- Mis ojos no son negros.
- Ya sé, pero en el auto se veían negros. Son medio verdosos.
- No, son marrones.
Y en ese momento, aunque hubiera podido, no me puse a pensar en lo terrible que es que alguien que me vio en pelotas ni sepa de qué color tengo los ojos; más bien me puse a recordar miradas en particular. Miradas de hombres de ojos -esta vez sí- verdosos. Miradas un poco achinadas de ojos que sonreían. Miradas de porro, ausentes pero cálidas. Miradas esquivas que no querían encontrar la mía, llena de reproches. Miradas que decían "qué lindo que estés acá" y otras que estaba segura de que me gritaban "no te vayas nunca". Miradas pícaras que me hacían cómplice de maldades de las que no me arrepiento.
Y una, una muy en particular, que evoco y me hace calentar. Una que me scaneaba desde los tobillos a la frente y que cuando se clavaba en mi escote, en el cuello o mis ojos me hacía poner un poco colorada.
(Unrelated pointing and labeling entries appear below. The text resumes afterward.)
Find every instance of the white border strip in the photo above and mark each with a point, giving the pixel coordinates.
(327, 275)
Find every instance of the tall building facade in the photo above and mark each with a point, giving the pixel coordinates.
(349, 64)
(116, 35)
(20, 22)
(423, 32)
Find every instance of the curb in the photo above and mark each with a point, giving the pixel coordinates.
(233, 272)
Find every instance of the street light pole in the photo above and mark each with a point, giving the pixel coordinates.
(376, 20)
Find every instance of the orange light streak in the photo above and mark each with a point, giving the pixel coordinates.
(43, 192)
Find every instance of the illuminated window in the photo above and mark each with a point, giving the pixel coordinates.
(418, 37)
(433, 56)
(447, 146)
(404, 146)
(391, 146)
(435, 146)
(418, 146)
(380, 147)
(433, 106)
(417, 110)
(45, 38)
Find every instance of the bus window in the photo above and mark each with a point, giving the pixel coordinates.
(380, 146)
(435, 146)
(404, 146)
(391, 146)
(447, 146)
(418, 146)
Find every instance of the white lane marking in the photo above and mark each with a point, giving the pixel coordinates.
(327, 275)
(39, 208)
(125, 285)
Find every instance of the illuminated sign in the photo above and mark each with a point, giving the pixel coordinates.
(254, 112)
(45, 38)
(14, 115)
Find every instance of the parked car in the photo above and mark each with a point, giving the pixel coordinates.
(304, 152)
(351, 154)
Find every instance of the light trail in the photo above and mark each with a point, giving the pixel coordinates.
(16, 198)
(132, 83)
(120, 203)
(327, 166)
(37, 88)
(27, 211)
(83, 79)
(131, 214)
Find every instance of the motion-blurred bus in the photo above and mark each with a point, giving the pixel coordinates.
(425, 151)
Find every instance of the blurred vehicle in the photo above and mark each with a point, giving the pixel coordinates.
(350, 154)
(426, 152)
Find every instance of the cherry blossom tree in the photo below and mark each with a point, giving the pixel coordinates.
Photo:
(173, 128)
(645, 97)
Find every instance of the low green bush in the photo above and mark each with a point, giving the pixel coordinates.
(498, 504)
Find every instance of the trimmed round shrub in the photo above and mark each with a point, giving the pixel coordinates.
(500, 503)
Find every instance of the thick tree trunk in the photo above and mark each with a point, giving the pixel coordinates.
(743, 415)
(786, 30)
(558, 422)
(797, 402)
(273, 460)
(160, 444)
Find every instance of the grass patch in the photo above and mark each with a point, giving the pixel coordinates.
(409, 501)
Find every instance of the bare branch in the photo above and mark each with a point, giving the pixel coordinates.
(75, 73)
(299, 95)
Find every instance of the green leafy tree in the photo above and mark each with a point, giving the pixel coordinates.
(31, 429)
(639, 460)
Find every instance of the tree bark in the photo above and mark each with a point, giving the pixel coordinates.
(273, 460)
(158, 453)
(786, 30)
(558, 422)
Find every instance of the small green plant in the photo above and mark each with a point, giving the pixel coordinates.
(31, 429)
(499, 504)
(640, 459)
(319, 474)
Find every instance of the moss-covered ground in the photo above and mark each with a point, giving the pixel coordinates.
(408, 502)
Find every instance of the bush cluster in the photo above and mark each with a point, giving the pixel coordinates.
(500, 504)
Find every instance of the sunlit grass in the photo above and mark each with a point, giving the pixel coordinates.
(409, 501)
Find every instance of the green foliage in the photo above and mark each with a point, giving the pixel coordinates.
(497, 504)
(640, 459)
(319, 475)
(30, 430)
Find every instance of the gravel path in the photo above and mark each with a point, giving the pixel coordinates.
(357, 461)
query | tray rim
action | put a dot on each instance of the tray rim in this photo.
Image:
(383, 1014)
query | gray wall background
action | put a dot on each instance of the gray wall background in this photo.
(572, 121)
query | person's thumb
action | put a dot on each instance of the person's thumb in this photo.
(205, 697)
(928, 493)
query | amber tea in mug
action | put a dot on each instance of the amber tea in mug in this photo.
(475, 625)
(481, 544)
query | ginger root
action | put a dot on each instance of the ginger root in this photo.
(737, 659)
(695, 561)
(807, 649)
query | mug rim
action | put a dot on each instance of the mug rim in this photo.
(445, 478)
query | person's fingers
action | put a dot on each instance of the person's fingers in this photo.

Era la mirada de veinte camioneros libidinosos después de haber estado cinco años sin garchar; la mirada de cien obreros de la construcción ante un culo perfecto apenas cubierto por una minifalda; la mirada de quinientos quinceañeros ante las tetas asomadas por la abertura entre los botones de la camisa de la profesora de geografía.
Una mirada que me emborrachaba mucho más que el whisky que me servía sin permitir nunca que los hielos quedaran solos en el vaso.
Lástima la resaca del día siguiente.